Sep 5, 2017, 12:10 PM


oral Session 5


Bartlomiej Waclaw (University of Edinburgh)


Bacterial conglomerates such as biofilms and microcolonies are ubiquitous in nature and play an important role in industry and medicine. In contrast to well-mixed cultures routinely used in microbial research, bacteria in a microcolony interact mechanically with one another and with the substrate to which they are attached. Here we use a computer model of a microbial colony of rod-shaped cells to investigate how physical interactions between cells determine their motion in the colony and how this affects biological evolution. We show that the probability that a faster-growing mutant ``surfs'' at the colony's frontier and creates a macroscopic sector depends on physical properties of cells (shape, elasticity, friction).

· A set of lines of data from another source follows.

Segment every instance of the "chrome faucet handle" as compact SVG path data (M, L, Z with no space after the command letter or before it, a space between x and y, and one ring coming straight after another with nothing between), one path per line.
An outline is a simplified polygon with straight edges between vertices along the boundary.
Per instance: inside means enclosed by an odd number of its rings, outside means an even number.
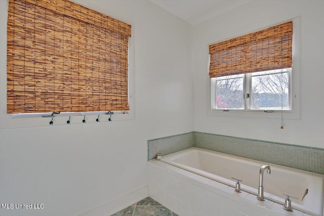
M286 193L282 193L282 194L287 196L287 198L285 200L285 206L283 207L284 209L286 211L293 211L294 209L292 208L292 201L289 199L289 198L292 197L296 199L299 199L299 198L296 196L293 196L292 195L288 194Z
M231 177L231 178L233 179L235 179L237 181L237 182L236 182L235 188L235 189L234 189L234 190L237 193L241 193L242 191L241 191L241 186L240 186L241 184L239 184L239 182L242 182L242 180L237 179L237 178L235 178L235 177Z

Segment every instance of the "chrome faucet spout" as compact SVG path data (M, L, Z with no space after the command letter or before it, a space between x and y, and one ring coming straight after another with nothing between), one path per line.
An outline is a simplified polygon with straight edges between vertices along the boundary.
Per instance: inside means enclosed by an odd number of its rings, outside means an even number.
M266 169L268 174L271 174L271 169L269 165L265 165L261 166L259 172L259 188L257 199L260 201L264 201L264 197L263 197L263 172Z

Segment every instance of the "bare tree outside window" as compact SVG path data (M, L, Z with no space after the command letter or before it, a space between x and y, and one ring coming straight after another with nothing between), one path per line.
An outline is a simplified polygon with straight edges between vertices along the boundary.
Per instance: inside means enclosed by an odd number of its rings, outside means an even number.
M282 73L281 70L276 70L272 71L276 73L252 74L251 109L281 110L282 107L283 110L289 109L288 69Z
M243 78L217 80L217 109L244 109Z

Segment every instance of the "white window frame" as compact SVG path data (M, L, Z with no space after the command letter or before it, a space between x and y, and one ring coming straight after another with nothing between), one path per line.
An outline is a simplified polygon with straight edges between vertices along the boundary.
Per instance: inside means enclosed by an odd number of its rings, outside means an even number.
M290 95L290 106L291 109L290 110L284 110L284 117L287 119L300 119L301 112L301 65L300 65L300 55L301 55L301 45L300 45L300 17L295 18L292 20L293 21L293 64L292 71L289 73L289 95ZM260 28L263 29L266 28L266 27ZM255 30L253 31L253 32ZM251 33L248 32L247 33ZM222 39L222 40L224 40ZM211 43L214 44L215 42ZM208 45L207 50L208 50ZM208 52L207 52L208 53ZM210 55L208 54L208 70L210 65ZM208 74L208 73L207 73ZM216 86L215 79L208 77L207 89L208 95L209 98L208 100L208 114L209 115L217 115L224 116L237 116L237 117L259 117L259 118L280 118L281 110L275 110L273 112L265 112L263 110L252 110L247 109L250 107L250 100L245 100L245 109L229 109L229 111L224 112L223 109L215 109L215 96ZM247 79L249 81L246 81ZM246 74L244 76L244 91L245 93L251 92L251 73ZM249 90L249 91L246 91Z

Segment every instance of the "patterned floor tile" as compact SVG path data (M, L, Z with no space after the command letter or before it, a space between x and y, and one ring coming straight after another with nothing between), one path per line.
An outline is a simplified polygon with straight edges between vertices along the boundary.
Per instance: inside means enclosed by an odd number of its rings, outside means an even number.
M172 216L172 212L164 206L137 206L133 216Z

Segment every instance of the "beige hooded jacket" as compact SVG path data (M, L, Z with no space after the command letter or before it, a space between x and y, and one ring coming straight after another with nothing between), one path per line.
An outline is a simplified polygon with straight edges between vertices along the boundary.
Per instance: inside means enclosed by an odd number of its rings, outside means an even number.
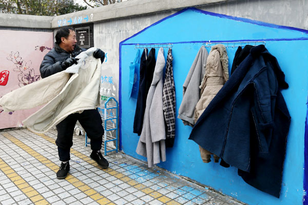
M227 51L223 45L218 44L211 47L206 60L205 73L200 87L200 99L195 110L195 123L228 79L228 61ZM199 149L203 162L210 162L212 153L200 146ZM214 159L215 162L218 162L219 157L214 155Z
M76 56L78 64L18 88L0 99L5 111L24 110L46 104L23 121L25 127L44 133L69 115L100 105L101 64L91 48Z

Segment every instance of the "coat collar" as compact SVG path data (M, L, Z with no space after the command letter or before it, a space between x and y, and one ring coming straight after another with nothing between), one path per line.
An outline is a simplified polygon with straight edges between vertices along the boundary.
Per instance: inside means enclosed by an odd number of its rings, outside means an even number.
M60 47L60 46L55 43L54 43L54 49L58 53L67 53L70 54L68 52L66 51L65 50L64 50L63 48L62 48L61 47ZM77 45L77 44L76 44L76 45L75 45L75 47L74 48L74 50L73 51L73 52L72 52L71 54L73 54L75 52L79 51L80 50L81 50L80 48L79 47L79 46L78 46Z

Although all these factors contribute to the surfing probability in seemingly different ways, they all ultimately exhibit their effects by altering the roughness of the expanding frontier of the colony and the orientation of cells. Our predictions are confirmed by experiments in which we measure the surfing probability for colonies of different front roughness. Our results show that physical interactions between bacterial cells play an important role in biological evolution of new traits, and suggest that these interaction may be relevant to processes such as de novo evolution of antibiotic resistance.